Imagine this: you’re in charge of one of the biggest tech companies in the world. Since the founding of your company, you’ve been at the top of your game, but over the last few years, you’ve faced fierce competition. Numbers are dwindling and, as if out of nowhere, your once incredibly successful business finds itself facing bankruptcy.

What do you do?

When it comes to technology, few names resonate as universally as Apple and its suite of products. From Apple watches to iPhones, Apple’s innovations have become an integral part of many people’s daily lives, rivalling with fellow industry giants like Microsoft.

But there was a time when today’s tech-giant faced bankruptcy. What happened, and how did Apple get to where it is now despite facing adversity?

Overcoming adversity

Whilst currently at the top of its game, Apple’s journey to the top was not without its share of setbacks. Founded in 1976, the company thrived initially, but by the late 1980s, it was beginning to struggle.

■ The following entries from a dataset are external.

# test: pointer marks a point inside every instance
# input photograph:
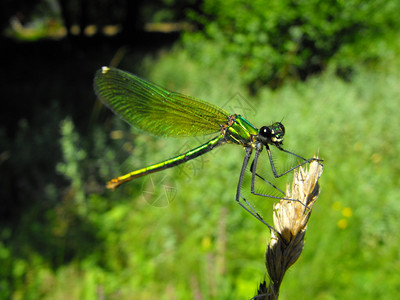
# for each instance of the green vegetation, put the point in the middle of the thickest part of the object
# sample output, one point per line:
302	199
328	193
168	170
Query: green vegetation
80	241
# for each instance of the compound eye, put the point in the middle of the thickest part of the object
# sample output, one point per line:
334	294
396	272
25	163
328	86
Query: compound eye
281	128
266	132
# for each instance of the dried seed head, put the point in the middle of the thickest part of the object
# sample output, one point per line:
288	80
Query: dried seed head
290	222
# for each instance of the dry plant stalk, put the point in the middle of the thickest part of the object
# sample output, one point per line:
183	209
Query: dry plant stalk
290	222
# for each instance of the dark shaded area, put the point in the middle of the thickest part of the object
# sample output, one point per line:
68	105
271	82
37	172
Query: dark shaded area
45	82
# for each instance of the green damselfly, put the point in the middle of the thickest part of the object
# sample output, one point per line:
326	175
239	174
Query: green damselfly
160	112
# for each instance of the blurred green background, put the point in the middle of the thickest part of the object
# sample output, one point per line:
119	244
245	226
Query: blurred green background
329	69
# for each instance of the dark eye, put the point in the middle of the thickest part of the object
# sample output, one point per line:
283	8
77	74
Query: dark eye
266	132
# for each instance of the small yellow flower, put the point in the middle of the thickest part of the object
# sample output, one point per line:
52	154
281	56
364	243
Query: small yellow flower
337	205
347	212
343	223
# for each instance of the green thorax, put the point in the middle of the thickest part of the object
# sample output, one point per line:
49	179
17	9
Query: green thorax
241	131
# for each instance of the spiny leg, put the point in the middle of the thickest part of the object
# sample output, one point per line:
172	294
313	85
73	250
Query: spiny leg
254	174
248	208
291	169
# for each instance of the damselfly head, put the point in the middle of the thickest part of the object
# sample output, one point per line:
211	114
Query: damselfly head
272	134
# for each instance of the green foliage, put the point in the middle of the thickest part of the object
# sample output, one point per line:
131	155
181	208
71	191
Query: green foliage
274	40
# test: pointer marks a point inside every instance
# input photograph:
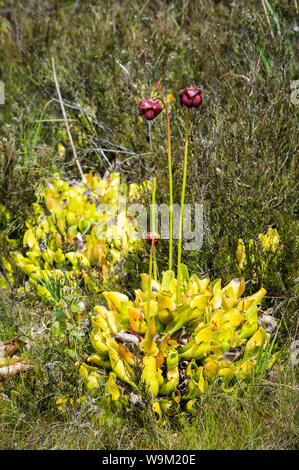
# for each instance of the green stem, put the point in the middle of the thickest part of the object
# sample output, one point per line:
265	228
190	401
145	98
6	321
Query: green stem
182	206
170	181
153	226
149	289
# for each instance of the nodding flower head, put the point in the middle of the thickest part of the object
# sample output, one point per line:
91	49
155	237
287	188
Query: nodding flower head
190	97
150	236
149	109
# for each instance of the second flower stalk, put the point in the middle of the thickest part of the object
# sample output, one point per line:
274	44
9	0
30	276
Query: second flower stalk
191	98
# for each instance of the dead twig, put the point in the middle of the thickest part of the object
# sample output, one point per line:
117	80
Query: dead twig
66	121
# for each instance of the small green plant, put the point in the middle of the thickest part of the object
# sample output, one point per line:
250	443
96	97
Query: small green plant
67	237
184	334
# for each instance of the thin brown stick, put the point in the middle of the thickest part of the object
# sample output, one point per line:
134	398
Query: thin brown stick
268	19
66	121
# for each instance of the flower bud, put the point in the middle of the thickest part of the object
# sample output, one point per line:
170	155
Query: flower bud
190	97
149	109
153	236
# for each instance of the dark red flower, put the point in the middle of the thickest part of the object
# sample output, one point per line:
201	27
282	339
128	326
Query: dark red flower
153	236
149	109
190	97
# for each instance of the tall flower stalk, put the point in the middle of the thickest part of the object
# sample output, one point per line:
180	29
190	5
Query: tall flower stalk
153	226
191	98
152	238
182	205
170	181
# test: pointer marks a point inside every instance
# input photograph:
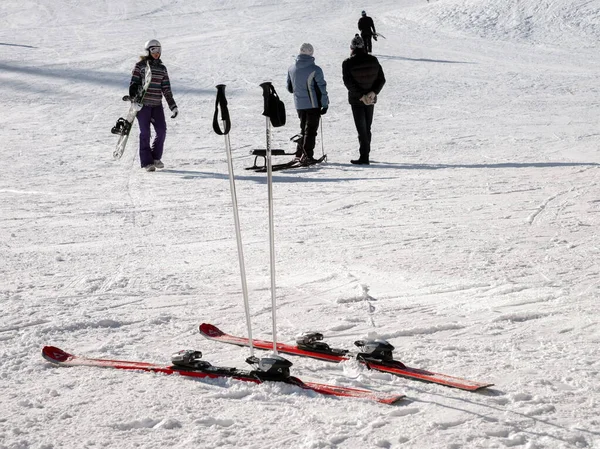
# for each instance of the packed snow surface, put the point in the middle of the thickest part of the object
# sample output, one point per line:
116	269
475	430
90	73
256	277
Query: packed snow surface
470	243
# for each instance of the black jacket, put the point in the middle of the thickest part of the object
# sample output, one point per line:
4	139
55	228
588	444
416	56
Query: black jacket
366	25
362	74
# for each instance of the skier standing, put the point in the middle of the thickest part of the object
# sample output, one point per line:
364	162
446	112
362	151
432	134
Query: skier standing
367	31
152	111
306	81
364	79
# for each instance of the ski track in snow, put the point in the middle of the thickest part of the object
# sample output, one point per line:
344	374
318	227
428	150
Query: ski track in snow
470	243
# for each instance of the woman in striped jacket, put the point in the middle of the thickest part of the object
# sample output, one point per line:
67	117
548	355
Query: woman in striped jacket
152	111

The 1990s were a tumultuous time for Apple. Products like the PowerBook in 1991 showed its potential to still innovate, but internally, the company struggled with conflicts, leadership changes, and a faltering market share.

Apple was faced with intense competition, notably from Microsoft Windows PCs, which were generally cheaper and had a wider range of software applications.

By the mid-1990s, Apple’s financial situation had deteriorated significantly, culminating in substantial losses. Missteps nearly led to its downfall, with the company even coming close to bankruptcy.

It was the return of Steve Jobs as CEO and his introduction of new products that managed to turn the tide. Jobs streamlined the product line, focused the company’s efforts on innovation, and restored its financial health.

The true game-changer came in 2007 with the introduction of the iPhone, which combined a phone, an iPod, and an internet communicator into a single device. This fundamentally changed the smartphone industry and solidified a new era of innovation, as well as Apple’s position as a tech powerhouse.


There’s a name for the concept of facing adversity head-on and making sure you come out of a tricky situation stronger than ever before. It is known as antifragility. A classic example of antifragility is the Greek Hydra – when one head is cut off, two more grow back in its place.

We just discussed another classic example: Apple. Despite facing bankruptcy in the ’90s, Apple is now back at the top of its innovation game. The story of Apple shows that adversity can be nothing but a stumbling block on the road to greatness.

Overcoming adversity in cybersecurity

When it comes to cybersecurity, businesses in today’s world are faced with the harsh reality that someday, sooner rather than later, they will get targeted by a cyber-attack.

New cyber threats emerge every day. Hackers find new ways to exploit what already exists as well as what is yet to come – it is an arms race that you are never going to win. This is why an antifragile approach to cybersecurity makes sense.

By embracing strategies like Zero Trust, which prioritizes authentication and verification, but also resilience and adaptability, you embrace the idea of antifragility. Doing so, businesses can not only weather storms but emerge stronger and more resilient in the face of ever-evolving threats.